Let us see how far we can help ourselves in this difficult work.
I will draw your attention to one fact which is of enormous help
to the beginner.

Your vehicles are ever restless. Every vibration in the vehicle
produces a corresponding change in consciousness. Is there any
way to check these vibrations, to steady the vehicle, so that
consciousness may be still? One method is the repeating of a
mantra. A mantra is a mechanical way of checking vibration.
Instead of using the powers of the will and of imagination, you
save these for other purposes, and use the mechanical resource of
a mantra. A mantra is a definite succession of sounds. Those
sounds, repeated rhythmically over and over again in succession,
synchronise the vibrations of the vehicles into unity with
themselves. Hence a mantra cannot be translated; translation
alters the sounds. Not only in Hinduism, but in Buddhism, in
Roman Catholicism, in Islam, and among the Parsis, mantras are
found, and they are never translated, for when you have changed
the succession and order of the sounds, the mantra ceases to be a
mantra. If you translate the words, you may have a very beautiful
prayer, but not a mantra. Your translation may be beautiful
inspired poetry, but it is not a living mantra. It will no longer
harmonise the vibrations of the surrounding sheaths, and thus
enable the consciousness to become still. The poetry, the
inspired prayer, these are mentally translatable. But a mantra is
unique and untranslatable. Poetry is a great thing: it is often
an inspirer of the soul, it gives gratification to the ear, and
it may be sublime and beautiful, but it is not a mantra.
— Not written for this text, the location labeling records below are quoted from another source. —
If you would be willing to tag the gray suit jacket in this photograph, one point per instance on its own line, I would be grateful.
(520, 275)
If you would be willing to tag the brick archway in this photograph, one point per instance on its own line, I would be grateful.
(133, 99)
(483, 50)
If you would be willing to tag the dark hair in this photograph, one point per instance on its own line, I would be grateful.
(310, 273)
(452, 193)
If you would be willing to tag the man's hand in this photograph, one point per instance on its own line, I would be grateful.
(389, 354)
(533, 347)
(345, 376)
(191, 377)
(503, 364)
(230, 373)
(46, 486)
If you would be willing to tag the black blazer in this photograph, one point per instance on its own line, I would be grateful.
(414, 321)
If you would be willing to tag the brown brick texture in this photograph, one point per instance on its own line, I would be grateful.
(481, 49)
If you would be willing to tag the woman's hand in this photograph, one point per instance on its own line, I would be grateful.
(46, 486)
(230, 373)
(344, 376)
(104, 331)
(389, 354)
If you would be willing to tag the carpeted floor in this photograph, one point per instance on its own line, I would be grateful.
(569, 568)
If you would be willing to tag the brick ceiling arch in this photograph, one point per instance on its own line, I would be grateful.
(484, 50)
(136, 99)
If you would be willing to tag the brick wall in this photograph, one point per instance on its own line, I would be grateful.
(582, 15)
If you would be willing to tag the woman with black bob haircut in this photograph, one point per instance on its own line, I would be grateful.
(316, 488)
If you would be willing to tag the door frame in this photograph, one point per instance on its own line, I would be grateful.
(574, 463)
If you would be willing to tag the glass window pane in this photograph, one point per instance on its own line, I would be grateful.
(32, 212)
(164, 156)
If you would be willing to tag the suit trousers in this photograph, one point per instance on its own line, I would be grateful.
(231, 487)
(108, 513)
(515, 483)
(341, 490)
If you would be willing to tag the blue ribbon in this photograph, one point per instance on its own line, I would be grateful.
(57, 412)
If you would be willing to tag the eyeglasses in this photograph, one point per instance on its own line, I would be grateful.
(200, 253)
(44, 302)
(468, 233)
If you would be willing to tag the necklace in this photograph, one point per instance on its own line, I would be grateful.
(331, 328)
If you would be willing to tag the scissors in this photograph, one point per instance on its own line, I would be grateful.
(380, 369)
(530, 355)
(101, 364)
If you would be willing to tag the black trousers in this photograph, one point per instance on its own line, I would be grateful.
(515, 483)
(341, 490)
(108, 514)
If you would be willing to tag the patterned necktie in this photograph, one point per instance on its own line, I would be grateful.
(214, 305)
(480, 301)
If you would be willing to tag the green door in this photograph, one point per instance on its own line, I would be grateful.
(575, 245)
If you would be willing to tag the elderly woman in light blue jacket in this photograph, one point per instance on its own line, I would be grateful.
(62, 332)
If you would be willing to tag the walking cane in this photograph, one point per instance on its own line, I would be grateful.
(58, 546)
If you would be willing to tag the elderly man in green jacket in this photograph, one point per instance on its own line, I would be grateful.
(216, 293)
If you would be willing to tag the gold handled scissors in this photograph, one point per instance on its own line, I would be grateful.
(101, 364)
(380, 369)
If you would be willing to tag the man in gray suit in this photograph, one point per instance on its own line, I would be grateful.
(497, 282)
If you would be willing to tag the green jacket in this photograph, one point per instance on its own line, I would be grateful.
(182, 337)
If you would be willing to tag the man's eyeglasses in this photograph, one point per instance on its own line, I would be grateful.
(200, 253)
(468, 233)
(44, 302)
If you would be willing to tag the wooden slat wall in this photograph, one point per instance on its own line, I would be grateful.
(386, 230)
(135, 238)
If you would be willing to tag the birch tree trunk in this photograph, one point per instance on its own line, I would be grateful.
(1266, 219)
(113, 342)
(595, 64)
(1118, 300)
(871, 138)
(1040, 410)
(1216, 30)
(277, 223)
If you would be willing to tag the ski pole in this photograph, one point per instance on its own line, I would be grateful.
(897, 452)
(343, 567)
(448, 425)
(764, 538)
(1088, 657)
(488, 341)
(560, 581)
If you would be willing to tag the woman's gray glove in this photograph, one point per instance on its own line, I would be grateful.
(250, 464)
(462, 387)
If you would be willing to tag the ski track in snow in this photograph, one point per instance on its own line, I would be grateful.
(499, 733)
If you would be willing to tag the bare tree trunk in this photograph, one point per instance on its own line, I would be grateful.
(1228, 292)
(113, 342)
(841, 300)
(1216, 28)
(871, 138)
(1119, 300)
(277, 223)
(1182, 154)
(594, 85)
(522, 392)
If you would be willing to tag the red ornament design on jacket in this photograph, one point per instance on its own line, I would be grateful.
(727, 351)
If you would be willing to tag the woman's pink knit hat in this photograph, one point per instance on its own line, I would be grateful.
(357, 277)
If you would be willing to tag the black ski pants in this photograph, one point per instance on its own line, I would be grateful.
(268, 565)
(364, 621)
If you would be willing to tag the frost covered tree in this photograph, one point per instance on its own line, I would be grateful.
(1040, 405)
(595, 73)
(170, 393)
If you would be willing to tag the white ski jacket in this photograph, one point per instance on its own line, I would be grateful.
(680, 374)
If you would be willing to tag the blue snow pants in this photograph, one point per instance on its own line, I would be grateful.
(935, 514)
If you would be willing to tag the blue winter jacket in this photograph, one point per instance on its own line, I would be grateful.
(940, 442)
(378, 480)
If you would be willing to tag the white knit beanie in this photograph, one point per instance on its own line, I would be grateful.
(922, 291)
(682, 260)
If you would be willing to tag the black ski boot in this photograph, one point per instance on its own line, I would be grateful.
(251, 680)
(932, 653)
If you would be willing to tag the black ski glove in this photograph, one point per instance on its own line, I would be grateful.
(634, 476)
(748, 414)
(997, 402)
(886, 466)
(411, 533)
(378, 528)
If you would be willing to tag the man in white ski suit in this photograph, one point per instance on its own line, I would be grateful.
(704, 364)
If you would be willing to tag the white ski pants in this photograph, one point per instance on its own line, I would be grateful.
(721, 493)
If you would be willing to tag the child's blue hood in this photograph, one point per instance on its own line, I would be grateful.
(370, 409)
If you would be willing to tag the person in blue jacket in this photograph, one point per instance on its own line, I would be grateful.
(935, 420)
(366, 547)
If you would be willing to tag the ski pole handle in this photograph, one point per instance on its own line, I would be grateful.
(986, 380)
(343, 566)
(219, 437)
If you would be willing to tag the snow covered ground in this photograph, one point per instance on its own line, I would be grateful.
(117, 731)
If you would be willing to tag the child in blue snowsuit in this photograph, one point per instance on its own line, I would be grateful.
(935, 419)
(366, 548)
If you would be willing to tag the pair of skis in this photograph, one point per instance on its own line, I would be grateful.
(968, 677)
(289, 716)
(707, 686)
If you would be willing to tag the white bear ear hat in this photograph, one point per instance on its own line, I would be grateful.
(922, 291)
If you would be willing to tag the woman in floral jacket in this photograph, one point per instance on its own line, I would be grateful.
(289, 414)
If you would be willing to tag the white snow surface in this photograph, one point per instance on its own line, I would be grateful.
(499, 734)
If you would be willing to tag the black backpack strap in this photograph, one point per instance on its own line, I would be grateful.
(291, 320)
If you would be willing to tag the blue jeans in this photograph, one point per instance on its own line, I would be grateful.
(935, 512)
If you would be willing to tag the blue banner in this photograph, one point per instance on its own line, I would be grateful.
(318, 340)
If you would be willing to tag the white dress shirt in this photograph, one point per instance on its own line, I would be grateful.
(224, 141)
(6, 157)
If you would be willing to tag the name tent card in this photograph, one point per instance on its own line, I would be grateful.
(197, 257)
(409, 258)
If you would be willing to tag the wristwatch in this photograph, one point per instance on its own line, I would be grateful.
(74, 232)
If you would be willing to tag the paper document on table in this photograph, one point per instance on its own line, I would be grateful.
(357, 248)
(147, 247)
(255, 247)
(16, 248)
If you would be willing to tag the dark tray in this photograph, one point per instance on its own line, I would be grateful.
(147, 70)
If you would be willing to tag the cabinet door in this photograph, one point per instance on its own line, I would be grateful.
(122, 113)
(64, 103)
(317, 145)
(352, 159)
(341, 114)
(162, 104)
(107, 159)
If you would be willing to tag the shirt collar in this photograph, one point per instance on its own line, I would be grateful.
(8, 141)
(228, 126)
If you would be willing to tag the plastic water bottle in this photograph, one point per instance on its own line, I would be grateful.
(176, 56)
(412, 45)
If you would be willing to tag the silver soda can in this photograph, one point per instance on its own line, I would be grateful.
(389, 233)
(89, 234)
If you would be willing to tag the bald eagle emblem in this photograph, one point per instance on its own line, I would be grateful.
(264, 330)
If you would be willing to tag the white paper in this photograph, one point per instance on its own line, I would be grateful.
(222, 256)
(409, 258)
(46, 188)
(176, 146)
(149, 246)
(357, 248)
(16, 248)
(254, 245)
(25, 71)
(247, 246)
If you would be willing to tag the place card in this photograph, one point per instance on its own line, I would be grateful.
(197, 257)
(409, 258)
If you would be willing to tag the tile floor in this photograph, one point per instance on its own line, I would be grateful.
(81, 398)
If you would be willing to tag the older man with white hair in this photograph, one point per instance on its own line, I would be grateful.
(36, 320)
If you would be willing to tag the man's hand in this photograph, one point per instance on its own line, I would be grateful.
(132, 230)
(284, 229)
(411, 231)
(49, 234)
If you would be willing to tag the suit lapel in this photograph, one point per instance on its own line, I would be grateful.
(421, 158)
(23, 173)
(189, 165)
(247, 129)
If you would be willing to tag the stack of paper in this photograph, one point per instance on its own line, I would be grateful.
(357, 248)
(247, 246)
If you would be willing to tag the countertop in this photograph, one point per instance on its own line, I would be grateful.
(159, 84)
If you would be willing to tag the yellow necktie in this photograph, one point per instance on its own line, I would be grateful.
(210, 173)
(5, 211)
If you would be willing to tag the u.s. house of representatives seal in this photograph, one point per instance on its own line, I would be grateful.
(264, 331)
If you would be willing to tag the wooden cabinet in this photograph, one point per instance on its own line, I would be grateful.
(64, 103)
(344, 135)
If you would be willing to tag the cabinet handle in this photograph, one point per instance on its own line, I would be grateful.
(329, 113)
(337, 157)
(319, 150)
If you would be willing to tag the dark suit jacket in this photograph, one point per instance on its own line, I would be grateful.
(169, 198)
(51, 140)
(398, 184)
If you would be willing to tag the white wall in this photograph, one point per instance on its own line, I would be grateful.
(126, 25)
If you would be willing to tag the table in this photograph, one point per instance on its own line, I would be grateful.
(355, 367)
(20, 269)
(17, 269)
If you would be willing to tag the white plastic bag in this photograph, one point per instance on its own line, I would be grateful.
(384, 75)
Let us consider concentration. You ask a man if he can
concentrate. He at once says: "Oh! it is very difficult. I have
often tried and failed." But put the same question in a different
way, and ask him: "Can you pay attention to a thing?" He will at
once say: "Yes, I can do that."

Concentration is attention. The fixed attitude of attention, that
is concentration. If you pay attention to what you do, your mind
will be concentrated. Many sit down for meditation and wonder why
they do not succeed. How can you suppose that half an hour of
meditation and twenty- three and a half hours of scattering of
thought throughout the day and night, will enable you to
concentrate during the half hour? You have undone during the day
and night what you did in the morning, as Penelope unravelled the
web she wove. To become a Yogi, you must be attentive all the
time. You must practice concentration every hour of your active
life. Now you scatter your thoughts for many hours, and you
wonder that you do not succeed. The wonder would be if you did.
You must pay attention every day to everything you do. That is,
no doubt, hard to do, and you may make it easier in the first
stages by choosing out of your day's work a portion only, and
doing that portion with perfect, unflagging attention. Do not let
your mind wander from the thing before you. It does not matter
what the thing is. It may be the adding up of a column of
figures, or the reading of a book. Anything will do. It is the
attitude of the mind that is important and not the object before
it. This is the only way of learning concentration. Fix your mind
rigidly on the work before you for the time being, and when you
have done with it, drop it. Practise steadily in this way for a
few months, and you will be surprised to find how easy it becomes
to concentrate the mind. Moreover, the body will soon learn to do
many things automatically. If you force it to do a thing
regularly, it will begin to do it, after a time, of its own
accord, and then you find that you can manage to do two or three
things at the same time. In England, for instance, women are very
fond of knitting. When a girl first learns to knit, she is
obliged to be very intent on her fingers. Her attention must not
wander from her fingers for a moment, or she will make a mistake.
She goes on doing that day after day, and presently her fingers
have learnt to pay attention to the work without her supervision,
and they may be left to do the knitting while she employs the
conscious mind on something else. It is further possible to train
your mind as the girl has trained her fingers. The mind also, the
mental body, can be so trained as to do a thing automatically. At
last, your highest consciousness can always remain fixed on the
Supreme, while the lower consciousness in the body will do the
things of the body, and do them perfectly, because perfectly
trained. These are practical lessons of Yoga.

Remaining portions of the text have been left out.